Total # of possible 3-question combinations: 100 choose 3
Total # of possible 3-question combinations that student knows all answers: 90C3
Total # of possible 3-question combinations that students knows two answers and doesn't know the last one: (90 choose 2)X10

Probability he will be given a 3-question combinaiton he knows: $\frac{90C3+90C2*10}{100C3}$

This assumes that the test is premade, and its simply a matter of selecting one of the premade tests. If he is actually picking questions then its much easier:

$[\frac{90}{100}\frac{89}{99}\frac{10}{98}]3+[\frac{90}{100}\frac{89}{99}\frac{88}{98}]3$

3. Originally Posted by ANDS!
The entire space consists of all possible combinations of choosing three questions out of 100. There are however, 90C3 and 90C2*10 possible combinations that will allow him to pass the test so:

Total # of possible 3-question combinations: 100 choose 3
Total # of possible 3-question combinations that student knows all answers: 90C3
Total # of possible 3-question combinations that students knows two answers and doesn't know the last one: (90 choose 2)X10

Probability he will be given a 3-question combinaiton he knows: $\frac{90C3+90C2*10}{100C3}$

This assumes that the test is premade, and its simply a matter of selecting one of the premade tests. If he is actually picking questions then its much easier:

$\frac{90}{100}\frac{89}{99}+\frac{90}{100}\frac{89 }{99}\frac{88}{98}$
I understand that 1-q = 90C2 ... but why " *10"?
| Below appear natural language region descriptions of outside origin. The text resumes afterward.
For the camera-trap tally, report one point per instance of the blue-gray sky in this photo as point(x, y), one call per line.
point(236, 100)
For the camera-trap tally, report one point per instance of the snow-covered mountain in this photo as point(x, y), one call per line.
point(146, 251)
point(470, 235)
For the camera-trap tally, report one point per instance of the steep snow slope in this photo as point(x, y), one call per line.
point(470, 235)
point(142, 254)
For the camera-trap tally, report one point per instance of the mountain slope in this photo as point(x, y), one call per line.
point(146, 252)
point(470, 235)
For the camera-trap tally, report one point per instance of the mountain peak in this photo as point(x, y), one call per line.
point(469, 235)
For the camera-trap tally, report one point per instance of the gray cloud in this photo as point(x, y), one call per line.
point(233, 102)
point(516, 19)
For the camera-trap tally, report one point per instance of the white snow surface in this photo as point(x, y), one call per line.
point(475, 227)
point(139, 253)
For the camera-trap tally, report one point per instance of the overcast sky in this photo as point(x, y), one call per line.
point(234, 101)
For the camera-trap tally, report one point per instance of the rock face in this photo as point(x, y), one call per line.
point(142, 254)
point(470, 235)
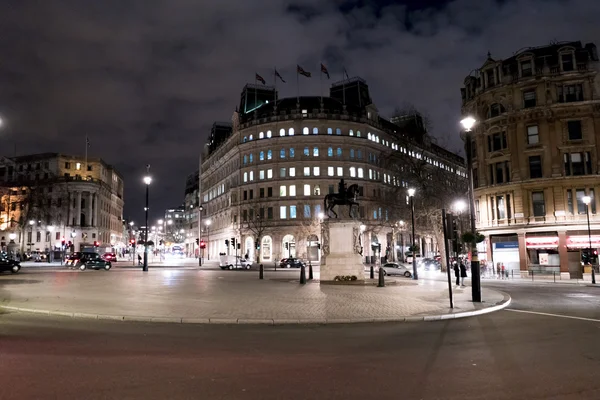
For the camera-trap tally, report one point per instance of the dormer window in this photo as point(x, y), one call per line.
point(526, 68)
point(495, 110)
point(566, 60)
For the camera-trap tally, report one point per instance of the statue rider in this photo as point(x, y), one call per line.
point(342, 188)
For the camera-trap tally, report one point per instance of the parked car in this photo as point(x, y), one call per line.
point(112, 257)
point(231, 262)
point(395, 269)
point(429, 264)
point(291, 263)
point(7, 264)
point(87, 260)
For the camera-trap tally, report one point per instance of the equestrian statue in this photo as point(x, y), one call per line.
point(345, 196)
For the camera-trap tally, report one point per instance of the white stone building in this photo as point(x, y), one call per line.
point(49, 197)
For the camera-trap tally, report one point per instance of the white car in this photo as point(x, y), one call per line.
point(395, 269)
point(231, 262)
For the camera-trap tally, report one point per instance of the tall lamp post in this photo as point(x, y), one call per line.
point(147, 181)
point(411, 195)
point(468, 124)
point(587, 200)
point(208, 222)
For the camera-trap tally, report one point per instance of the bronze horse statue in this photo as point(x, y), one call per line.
point(348, 197)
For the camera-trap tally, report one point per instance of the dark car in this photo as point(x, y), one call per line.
point(87, 260)
point(291, 263)
point(9, 265)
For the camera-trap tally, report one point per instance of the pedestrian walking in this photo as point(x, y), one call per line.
point(457, 273)
point(463, 274)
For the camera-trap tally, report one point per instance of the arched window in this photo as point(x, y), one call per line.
point(495, 110)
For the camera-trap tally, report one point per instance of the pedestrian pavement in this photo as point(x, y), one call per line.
point(215, 296)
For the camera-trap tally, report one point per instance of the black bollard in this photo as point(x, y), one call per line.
point(302, 275)
point(381, 278)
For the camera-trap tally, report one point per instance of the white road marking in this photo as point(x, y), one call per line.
point(554, 315)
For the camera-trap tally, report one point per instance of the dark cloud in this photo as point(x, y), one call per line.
point(145, 79)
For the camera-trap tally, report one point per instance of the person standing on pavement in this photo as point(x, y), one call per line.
point(457, 273)
point(463, 274)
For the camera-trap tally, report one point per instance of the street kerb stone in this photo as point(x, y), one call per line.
point(215, 297)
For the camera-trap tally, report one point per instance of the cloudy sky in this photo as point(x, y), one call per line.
point(145, 79)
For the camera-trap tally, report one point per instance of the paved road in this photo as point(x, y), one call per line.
point(504, 355)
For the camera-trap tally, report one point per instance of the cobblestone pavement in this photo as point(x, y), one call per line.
point(228, 296)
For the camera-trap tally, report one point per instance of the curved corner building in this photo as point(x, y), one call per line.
point(265, 175)
point(535, 156)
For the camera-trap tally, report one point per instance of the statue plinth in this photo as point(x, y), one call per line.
point(341, 250)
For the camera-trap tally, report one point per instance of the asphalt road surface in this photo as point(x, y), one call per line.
point(523, 354)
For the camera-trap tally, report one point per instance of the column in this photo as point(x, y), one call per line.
point(90, 220)
point(78, 209)
point(562, 251)
point(522, 253)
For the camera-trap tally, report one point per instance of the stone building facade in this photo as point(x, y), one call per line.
point(48, 197)
point(536, 155)
point(264, 176)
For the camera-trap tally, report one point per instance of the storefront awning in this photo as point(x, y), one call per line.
point(582, 242)
point(541, 242)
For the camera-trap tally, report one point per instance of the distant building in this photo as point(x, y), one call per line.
point(536, 155)
point(264, 176)
point(48, 197)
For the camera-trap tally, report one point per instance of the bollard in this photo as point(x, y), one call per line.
point(381, 282)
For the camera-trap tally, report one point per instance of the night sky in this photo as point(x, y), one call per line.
point(145, 79)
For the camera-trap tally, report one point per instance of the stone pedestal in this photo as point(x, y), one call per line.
point(341, 250)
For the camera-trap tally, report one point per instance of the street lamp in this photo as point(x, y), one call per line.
point(147, 181)
point(208, 222)
point(587, 200)
point(411, 195)
point(468, 123)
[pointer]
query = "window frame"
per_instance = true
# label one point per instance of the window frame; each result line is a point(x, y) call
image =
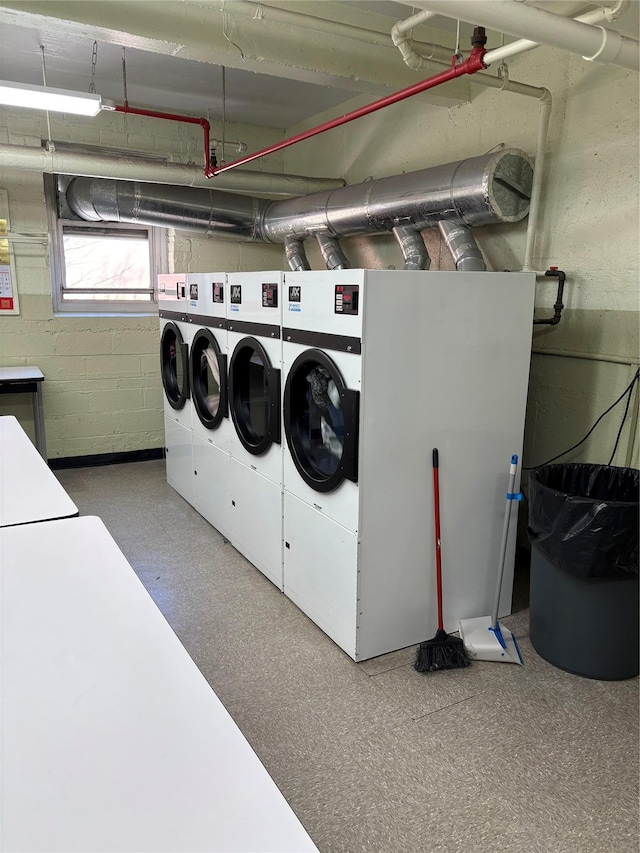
point(157, 241)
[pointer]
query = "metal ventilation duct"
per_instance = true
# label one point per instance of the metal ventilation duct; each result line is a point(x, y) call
point(478, 191)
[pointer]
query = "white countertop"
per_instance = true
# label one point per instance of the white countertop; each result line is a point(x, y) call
point(22, 374)
point(29, 490)
point(112, 740)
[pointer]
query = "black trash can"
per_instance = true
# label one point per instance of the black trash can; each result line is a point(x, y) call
point(584, 603)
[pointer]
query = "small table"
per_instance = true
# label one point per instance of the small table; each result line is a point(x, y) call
point(29, 490)
point(111, 737)
point(27, 380)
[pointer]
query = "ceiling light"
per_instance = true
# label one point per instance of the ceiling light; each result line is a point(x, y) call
point(53, 100)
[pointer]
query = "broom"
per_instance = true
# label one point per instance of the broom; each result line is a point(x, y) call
point(443, 651)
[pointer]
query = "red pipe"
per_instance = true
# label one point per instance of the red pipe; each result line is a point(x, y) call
point(469, 66)
point(204, 124)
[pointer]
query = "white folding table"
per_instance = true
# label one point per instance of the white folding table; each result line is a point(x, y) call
point(112, 740)
point(27, 380)
point(29, 490)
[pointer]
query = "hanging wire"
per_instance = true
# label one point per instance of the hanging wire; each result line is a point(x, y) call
point(50, 146)
point(224, 112)
point(94, 60)
point(624, 417)
point(124, 76)
point(628, 390)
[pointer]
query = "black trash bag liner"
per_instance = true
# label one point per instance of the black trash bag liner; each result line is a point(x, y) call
point(584, 518)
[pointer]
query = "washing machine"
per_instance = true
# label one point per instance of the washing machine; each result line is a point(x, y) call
point(255, 479)
point(379, 368)
point(208, 380)
point(175, 331)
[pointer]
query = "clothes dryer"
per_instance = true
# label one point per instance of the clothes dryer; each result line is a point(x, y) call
point(381, 367)
point(174, 369)
point(255, 353)
point(208, 379)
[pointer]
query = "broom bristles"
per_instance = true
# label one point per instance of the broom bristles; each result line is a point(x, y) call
point(442, 652)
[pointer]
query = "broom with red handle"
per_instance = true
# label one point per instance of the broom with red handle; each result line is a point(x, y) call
point(443, 651)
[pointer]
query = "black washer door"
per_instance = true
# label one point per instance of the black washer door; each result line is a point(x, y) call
point(174, 366)
point(254, 387)
point(208, 379)
point(321, 422)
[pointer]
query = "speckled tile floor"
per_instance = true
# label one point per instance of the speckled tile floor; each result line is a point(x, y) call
point(374, 756)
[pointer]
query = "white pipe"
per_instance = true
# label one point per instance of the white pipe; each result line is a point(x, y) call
point(536, 187)
point(506, 85)
point(515, 18)
point(596, 16)
point(413, 53)
point(414, 21)
point(152, 171)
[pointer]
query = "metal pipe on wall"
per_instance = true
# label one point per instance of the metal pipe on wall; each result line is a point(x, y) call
point(142, 169)
point(495, 187)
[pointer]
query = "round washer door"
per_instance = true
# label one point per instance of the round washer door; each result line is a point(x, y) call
point(321, 422)
point(208, 379)
point(254, 389)
point(174, 366)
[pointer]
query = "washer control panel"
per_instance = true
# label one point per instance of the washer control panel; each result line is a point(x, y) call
point(269, 294)
point(346, 298)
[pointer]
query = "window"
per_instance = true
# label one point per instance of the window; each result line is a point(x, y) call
point(101, 267)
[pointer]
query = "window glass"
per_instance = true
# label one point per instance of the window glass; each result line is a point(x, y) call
point(107, 264)
point(101, 266)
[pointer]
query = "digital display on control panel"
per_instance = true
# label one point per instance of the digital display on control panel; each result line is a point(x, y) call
point(269, 295)
point(346, 298)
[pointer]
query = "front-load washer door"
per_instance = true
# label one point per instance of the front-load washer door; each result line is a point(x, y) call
point(254, 390)
point(208, 379)
point(321, 422)
point(174, 366)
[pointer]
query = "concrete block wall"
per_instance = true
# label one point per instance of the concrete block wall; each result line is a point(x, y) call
point(102, 389)
point(589, 227)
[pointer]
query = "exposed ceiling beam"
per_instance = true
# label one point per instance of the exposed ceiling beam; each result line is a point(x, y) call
point(290, 40)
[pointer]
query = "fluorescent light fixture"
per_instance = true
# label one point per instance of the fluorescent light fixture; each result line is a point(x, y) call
point(45, 98)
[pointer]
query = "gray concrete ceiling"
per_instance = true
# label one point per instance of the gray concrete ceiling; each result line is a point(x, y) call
point(276, 73)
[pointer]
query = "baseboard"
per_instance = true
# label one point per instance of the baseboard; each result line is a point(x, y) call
point(106, 459)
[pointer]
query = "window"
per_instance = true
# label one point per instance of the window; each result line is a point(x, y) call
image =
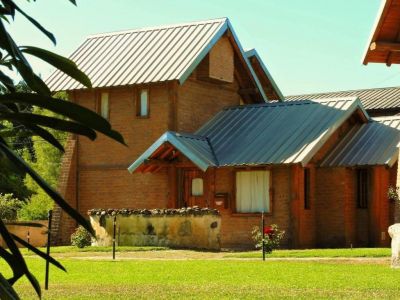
point(197, 187)
point(307, 189)
point(362, 188)
point(143, 103)
point(252, 191)
point(104, 108)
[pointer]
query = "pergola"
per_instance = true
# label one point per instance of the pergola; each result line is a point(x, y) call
point(384, 43)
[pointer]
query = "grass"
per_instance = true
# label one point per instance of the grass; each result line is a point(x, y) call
point(329, 253)
point(73, 249)
point(205, 279)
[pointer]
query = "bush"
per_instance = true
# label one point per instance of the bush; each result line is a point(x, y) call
point(272, 237)
point(9, 207)
point(81, 238)
point(36, 209)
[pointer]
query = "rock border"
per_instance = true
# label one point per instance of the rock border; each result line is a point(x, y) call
point(185, 211)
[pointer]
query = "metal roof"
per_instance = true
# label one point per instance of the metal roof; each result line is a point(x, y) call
point(372, 99)
point(274, 93)
point(195, 148)
point(264, 134)
point(373, 143)
point(147, 55)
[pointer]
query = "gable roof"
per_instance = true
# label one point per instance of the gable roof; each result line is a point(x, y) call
point(267, 81)
point(148, 55)
point(373, 143)
point(196, 148)
point(372, 99)
point(384, 43)
point(268, 134)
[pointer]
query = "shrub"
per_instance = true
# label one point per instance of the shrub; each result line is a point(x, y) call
point(81, 238)
point(272, 237)
point(36, 209)
point(9, 207)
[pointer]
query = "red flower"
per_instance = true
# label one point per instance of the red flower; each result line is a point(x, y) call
point(268, 230)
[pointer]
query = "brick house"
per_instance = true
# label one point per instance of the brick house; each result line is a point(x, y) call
point(145, 82)
point(194, 109)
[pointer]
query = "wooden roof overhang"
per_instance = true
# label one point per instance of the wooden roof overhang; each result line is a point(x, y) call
point(384, 43)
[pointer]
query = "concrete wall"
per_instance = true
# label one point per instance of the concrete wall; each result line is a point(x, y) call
point(37, 235)
point(176, 231)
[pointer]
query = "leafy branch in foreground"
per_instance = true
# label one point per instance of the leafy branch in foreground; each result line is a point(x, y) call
point(13, 102)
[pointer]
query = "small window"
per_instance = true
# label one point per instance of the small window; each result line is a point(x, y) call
point(104, 107)
point(362, 188)
point(252, 191)
point(197, 187)
point(307, 189)
point(143, 103)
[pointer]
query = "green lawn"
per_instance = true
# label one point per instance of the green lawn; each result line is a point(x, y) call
point(355, 252)
point(205, 279)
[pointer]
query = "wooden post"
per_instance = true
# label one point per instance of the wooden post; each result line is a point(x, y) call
point(46, 282)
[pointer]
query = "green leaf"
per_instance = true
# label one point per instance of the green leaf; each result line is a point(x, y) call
point(32, 20)
point(31, 79)
point(61, 63)
point(38, 252)
point(68, 109)
point(24, 167)
point(55, 123)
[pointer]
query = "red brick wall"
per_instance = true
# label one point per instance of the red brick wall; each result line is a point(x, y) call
point(236, 228)
point(199, 100)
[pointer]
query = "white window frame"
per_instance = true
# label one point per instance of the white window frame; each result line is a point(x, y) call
point(105, 105)
point(143, 109)
point(253, 191)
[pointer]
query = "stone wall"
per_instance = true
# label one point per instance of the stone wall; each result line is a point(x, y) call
point(194, 228)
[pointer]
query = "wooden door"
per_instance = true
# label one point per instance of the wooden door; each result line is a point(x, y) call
point(193, 188)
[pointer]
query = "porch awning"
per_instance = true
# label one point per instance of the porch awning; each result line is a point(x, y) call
point(195, 147)
point(370, 144)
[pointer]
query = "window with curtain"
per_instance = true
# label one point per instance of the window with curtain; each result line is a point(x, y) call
point(104, 107)
point(197, 187)
point(143, 103)
point(252, 191)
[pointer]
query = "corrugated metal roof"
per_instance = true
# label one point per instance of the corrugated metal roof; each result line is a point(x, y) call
point(196, 148)
point(372, 99)
point(275, 133)
point(147, 55)
point(373, 143)
point(265, 134)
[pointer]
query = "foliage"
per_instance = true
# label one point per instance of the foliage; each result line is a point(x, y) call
point(36, 208)
point(217, 279)
point(393, 193)
point(9, 207)
point(15, 108)
point(272, 237)
point(81, 238)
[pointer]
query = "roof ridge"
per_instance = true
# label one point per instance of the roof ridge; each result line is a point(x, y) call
point(345, 91)
point(150, 28)
point(292, 103)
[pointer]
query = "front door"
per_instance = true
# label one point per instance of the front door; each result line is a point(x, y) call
point(193, 188)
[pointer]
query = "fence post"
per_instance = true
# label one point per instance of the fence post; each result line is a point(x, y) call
point(263, 233)
point(46, 283)
point(114, 227)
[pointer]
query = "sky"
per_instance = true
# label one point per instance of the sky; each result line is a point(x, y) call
point(308, 46)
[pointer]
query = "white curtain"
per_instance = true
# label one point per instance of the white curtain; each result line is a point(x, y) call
point(252, 191)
4. There are ten questions he does not know - therefore, if you have 90C2, you need to multiply that number by 10 to get the overall number of 3-question tests he can get where he knows two of the answers (90C2) and doesn't know the last one (10 of those).

5. Originally Posted by ANDS!
There are ten questions he does not know - therefore, if you have 90C2, you need to multiply that number by 10 to get the overall number of 3-question tests he can get where he knows two of the answers (90C2) and doesn't know the last one (10 of those).
lol. is true, did not I think. thank you very much

6. Argh. My mistake on the second "scenario": It should actually be a binomial, with $(100C3)(\frac{90}{100})^2(\frac{10}{100})+(100C3)( \frac{90}{100})^3(\frac{10}{100})^0$

7. Hello, killertapia!

Welcome aboard!

A student takes a test that has 3 questions randomly selected from a list of 100 questions
(each question has the same probability of being selected).
To pass the test he needs to answer at least two questions correctly.
What is the probability that the student passes the test
if he knows the answers to omnly 90 questions on the list?
I got the same answer as ANDS!

What is the probability that he fails the test?

There are: $_{100}C_{3} \:=\:161,\!700$ possible tests.

How many of these tests contain no answers he knows?
. . There are: . $_{10}C_3 \:=\:120$ such tests.

How many of these tests have exactly one answer he knows?
. . There are: . $\left(_{90}C_1\right) \left(_{10}C_2\right) \:=\:4,\!050$ such tests.

Hence, he fails on: . $120 + 4,\!050 \:=\:4,\!170$ of the tests.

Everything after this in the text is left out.